DESCRIPTION (provided by applicant): Physical Sciences Inc. (PSI) and the laboratory of Christopher Gabel at Boston University School of Medicine propose to design, develop, characterize, and demonstrate a novel approach to simultaneous multichannel microscopy that will overcome a number of limitations of existing technologies. Simultaneous multichannel microscopy techniques measure changes in multiple observables that are reported by different wavelengths of light, and these techniques are finding greater application in many areas of biological research as noninvasive measurements become more attainable and desirable. Example applications include in vivo ratiometric neuronal calcium imaging, co-localization of multiple fluorescent proteins and labels, and non-invasive pH measurement. Despite the ubiquity of multichannel imaging and the existence of three current commercial approaches to perform simultaneous multichannel imaging, limitations to each approach prevent full utilization and exploitation of the technique. The long-term objective of this project is to develop a simple, inexpensive commercial device that enables standard single-channel fluorescence microscopes to perform simultaneous multichannel microscopy. This approach can easily scale to higher numbers of channels and reduces photobleaching by simultaneous imaging, advancing the capabilities of fluorescence microscopy. Furthermore, the device contains no moving parts and does not require alignment or specialized expertise to operate, allowing advanced imaging while maintaining user-friendliness. Scientific program areas benefitting directly from the novel approach include molecular imaging, optical imaging and spectroscopy, and tissue engineering. During the Phase I program we propose to fabricate and optically test prototypes of the device to confirm adherence to commercial imaging standards. In particular, prototypes will be constructed for and tested in three locations in conventional microscopes to determine the optimal location and configuration for performance, cost, and convenience. Device performance will be evaluated by imaging standard fluorophores in the nematode worm C. elegans and cell culture and comparing these data to corresponding measurements on conventional multichannel imaging devices. Advanced engineering will be performed in Phase II to reduce device cost, further evaluate it, and develop a path for technology commercialization.

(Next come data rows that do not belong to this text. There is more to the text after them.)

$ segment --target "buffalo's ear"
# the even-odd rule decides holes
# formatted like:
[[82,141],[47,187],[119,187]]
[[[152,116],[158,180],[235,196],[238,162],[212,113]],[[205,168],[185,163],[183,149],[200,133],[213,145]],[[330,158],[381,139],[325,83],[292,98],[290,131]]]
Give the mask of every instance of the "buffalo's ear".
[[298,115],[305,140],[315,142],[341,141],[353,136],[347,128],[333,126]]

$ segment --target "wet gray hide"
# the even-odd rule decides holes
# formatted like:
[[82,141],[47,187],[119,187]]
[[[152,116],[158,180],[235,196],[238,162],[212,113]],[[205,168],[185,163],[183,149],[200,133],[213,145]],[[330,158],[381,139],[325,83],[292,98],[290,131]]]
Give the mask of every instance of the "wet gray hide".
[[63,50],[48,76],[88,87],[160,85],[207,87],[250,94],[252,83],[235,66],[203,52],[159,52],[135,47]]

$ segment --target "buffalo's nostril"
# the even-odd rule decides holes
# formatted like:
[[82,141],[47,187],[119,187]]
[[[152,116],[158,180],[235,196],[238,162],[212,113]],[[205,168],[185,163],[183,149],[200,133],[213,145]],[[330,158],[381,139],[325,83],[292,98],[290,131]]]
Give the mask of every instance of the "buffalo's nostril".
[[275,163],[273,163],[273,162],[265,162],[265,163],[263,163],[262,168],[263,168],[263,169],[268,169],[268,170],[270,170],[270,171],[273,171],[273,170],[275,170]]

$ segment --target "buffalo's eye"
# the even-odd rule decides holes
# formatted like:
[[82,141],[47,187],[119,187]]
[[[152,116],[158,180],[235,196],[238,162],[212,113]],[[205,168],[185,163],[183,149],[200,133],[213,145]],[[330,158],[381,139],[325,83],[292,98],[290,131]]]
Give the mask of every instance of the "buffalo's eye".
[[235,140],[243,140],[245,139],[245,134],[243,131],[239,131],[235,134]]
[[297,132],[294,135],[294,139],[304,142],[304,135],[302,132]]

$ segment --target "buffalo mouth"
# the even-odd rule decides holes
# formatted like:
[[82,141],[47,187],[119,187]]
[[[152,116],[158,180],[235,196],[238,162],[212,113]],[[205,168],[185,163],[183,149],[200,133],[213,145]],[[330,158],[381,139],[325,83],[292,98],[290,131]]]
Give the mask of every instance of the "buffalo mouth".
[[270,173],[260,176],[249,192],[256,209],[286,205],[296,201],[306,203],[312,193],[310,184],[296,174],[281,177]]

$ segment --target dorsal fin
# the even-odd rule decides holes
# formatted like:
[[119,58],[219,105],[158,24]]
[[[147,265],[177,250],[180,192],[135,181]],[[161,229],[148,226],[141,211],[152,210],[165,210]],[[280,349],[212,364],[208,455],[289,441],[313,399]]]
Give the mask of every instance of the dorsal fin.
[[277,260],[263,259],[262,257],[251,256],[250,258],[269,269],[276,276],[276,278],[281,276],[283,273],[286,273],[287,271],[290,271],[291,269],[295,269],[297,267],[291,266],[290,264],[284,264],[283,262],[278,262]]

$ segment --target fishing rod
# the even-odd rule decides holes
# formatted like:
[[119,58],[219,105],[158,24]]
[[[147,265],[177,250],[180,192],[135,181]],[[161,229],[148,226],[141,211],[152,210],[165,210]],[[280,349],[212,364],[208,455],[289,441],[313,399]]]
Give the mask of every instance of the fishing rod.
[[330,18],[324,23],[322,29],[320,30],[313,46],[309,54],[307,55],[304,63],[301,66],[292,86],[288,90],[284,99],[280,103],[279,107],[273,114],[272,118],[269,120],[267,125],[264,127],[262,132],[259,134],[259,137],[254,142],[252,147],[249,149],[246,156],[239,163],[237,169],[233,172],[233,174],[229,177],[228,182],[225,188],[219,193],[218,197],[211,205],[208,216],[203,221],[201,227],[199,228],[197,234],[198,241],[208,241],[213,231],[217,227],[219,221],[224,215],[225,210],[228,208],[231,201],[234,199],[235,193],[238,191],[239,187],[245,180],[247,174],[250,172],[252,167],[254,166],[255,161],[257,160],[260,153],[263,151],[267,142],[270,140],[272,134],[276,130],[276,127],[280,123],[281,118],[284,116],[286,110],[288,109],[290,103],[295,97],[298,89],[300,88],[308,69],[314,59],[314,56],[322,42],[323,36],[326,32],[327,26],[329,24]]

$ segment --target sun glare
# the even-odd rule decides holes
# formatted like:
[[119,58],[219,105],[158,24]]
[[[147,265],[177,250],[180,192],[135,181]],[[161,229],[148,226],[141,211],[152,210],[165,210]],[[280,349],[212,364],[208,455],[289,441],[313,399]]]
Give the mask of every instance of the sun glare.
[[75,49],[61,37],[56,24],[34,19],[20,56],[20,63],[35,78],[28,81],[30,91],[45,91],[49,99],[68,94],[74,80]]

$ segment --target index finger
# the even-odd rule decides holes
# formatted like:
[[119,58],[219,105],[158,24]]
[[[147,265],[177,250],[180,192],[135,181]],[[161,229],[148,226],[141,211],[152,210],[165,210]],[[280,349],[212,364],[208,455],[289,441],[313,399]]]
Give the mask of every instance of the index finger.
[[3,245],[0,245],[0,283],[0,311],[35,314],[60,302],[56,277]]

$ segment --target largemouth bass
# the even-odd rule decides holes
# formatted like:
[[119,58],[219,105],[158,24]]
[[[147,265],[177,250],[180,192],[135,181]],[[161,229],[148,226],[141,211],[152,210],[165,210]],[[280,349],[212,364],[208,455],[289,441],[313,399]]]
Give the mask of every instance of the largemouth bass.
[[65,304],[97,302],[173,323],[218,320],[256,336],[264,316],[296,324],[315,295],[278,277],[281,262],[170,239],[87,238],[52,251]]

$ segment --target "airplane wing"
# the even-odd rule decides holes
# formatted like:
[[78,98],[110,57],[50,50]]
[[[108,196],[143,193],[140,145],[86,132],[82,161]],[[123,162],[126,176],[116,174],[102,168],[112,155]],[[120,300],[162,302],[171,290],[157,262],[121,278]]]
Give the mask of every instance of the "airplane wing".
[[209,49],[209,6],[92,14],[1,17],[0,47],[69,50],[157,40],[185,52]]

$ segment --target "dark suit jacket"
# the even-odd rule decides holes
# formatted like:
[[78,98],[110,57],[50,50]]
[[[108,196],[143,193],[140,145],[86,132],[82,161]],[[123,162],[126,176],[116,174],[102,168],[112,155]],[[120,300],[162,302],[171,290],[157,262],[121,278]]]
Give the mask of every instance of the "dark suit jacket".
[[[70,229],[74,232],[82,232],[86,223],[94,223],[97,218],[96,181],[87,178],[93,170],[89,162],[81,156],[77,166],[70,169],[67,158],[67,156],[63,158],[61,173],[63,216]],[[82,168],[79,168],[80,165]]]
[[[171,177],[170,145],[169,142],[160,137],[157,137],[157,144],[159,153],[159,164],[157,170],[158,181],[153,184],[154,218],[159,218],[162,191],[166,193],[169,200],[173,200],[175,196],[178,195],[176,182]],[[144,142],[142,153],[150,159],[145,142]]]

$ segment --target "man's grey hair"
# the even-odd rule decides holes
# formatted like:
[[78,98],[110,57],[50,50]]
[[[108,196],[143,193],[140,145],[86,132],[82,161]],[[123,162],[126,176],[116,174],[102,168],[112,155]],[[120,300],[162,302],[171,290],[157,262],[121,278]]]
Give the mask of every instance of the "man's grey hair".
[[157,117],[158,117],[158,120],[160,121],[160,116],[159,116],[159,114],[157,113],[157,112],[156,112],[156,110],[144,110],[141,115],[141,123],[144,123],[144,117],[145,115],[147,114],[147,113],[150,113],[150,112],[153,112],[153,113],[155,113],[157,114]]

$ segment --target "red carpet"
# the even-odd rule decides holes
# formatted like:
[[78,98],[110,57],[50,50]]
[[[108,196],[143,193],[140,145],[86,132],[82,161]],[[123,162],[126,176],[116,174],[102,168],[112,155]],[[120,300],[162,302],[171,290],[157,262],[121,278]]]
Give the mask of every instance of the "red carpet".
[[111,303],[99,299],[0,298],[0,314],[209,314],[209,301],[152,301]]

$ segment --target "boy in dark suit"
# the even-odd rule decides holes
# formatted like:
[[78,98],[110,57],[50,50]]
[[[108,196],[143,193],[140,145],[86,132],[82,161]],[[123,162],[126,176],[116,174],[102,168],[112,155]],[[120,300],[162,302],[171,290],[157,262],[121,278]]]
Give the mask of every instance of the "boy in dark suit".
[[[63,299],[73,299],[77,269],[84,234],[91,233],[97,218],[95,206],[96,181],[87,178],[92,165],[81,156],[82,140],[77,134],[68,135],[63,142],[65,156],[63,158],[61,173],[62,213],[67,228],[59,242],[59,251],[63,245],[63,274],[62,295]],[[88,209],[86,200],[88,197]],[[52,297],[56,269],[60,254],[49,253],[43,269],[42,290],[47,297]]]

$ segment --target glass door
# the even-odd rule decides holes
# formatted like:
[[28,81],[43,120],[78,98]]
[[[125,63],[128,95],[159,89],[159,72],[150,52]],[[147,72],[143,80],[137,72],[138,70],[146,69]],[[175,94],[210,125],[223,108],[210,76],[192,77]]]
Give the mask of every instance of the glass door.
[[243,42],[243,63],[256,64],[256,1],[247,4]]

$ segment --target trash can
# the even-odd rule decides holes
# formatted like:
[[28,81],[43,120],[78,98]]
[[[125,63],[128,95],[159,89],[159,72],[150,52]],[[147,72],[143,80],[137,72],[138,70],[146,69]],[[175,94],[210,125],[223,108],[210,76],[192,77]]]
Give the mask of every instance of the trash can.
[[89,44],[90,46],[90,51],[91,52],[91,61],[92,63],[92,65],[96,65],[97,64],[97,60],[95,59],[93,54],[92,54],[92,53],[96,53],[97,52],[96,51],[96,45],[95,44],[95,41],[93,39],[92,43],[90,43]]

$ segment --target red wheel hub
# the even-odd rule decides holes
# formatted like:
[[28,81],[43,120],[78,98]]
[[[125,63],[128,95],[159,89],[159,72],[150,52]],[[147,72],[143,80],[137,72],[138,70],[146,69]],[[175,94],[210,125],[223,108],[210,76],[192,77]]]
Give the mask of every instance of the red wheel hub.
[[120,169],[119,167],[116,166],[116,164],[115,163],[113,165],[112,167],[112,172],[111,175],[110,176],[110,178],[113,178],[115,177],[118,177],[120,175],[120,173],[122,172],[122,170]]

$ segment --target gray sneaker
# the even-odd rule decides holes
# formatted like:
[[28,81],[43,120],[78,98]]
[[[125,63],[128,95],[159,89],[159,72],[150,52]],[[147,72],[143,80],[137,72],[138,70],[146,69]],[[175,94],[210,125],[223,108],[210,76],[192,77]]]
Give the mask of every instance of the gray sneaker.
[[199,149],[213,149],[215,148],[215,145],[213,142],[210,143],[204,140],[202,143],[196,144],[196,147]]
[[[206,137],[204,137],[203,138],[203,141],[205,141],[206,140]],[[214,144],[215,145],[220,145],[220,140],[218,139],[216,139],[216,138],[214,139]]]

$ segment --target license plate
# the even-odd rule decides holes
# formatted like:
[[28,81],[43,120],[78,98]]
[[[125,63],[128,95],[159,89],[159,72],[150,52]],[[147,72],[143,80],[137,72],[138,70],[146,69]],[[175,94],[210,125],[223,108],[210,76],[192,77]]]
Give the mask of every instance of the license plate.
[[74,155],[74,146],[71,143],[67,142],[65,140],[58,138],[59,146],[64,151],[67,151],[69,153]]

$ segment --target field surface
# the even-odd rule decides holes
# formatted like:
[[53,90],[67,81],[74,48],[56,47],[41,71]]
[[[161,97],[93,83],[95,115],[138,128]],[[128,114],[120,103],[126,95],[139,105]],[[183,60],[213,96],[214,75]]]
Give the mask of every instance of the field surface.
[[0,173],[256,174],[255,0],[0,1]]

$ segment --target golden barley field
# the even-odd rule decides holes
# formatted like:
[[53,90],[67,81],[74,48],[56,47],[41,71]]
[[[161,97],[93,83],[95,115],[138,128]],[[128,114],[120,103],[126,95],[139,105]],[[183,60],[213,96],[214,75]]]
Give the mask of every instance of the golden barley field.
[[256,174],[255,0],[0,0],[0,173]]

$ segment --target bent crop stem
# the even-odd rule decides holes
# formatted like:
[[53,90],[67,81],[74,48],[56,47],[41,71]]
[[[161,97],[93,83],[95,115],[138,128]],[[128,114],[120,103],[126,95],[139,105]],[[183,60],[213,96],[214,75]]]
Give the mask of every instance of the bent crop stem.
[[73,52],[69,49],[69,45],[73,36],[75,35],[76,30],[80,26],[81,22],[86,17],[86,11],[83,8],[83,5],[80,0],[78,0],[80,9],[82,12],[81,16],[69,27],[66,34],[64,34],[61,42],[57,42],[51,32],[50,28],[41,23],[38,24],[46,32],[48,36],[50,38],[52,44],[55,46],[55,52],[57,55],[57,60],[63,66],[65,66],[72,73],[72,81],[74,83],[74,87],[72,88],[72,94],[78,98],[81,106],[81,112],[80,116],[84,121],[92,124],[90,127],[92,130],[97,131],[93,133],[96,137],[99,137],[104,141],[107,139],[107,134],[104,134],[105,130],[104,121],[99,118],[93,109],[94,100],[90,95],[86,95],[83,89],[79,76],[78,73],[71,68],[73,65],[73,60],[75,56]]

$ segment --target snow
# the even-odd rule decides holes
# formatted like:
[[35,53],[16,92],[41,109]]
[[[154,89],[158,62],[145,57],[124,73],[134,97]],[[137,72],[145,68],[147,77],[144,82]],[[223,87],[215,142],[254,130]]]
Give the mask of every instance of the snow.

描述（由申请人提供）：Physical Sciences Inc. (PSI)和波士顿大学医学院的Christopher Gabel实验室提出设计，开发，表征和演示一种新的方法来同时进行多通道显微镜检查，该方法将克服现有技术的许多限制。同时多通道显微镜技术测量由不同波长的光报告的多个可观测量的变化，这些技术在生物研究的许多领域中找到了更大的应用，因为非侵入性测量变得更加容易实现和可取。示例应用包括体内比率神经元钙成像、多种荧光蛋白和标记的共定位以及非侵入性pH测量。尽管多通道成像的普遍性和存在三种当前的商业方法来执行同时多通道成像，但是对每种方法的限制阻止了该技术的充分利用和开发。该项目的长期目标是开发一种简单，廉价的商业设备，使标准的单通道荧光显微镜进行同时多通道显微镜。这种方法可以很容易地扩展到更高数量的通道，并通过同时成像减少光漂白，提高荧光显微镜的能力。此外，该设备不包含移动部件，不需要对准或专业知识来操作，允许先进的成像，同时保持用户友好性。直接受益于这种新方法的科学项目领域包括分子成像、光学成像和光谱学以及组织工程。在第一阶段的计划，我们建议制造和光学测试原型的设备，以确认遵守商业成像标准。特别是，原型将在传统显微镜的三个位置构建和测试，以确定性能，成本和便利性的最佳位置和配置。将通过对线虫C中的标准荧光团进行成像来评价器械性能。elegans和细胞培养，并将这些数据与常规多通道成像装置上的相应测量进行比较。第二阶段将进行先进的工程设计，以降低设备成本，进一步评估，并为技术商业化开辟道路。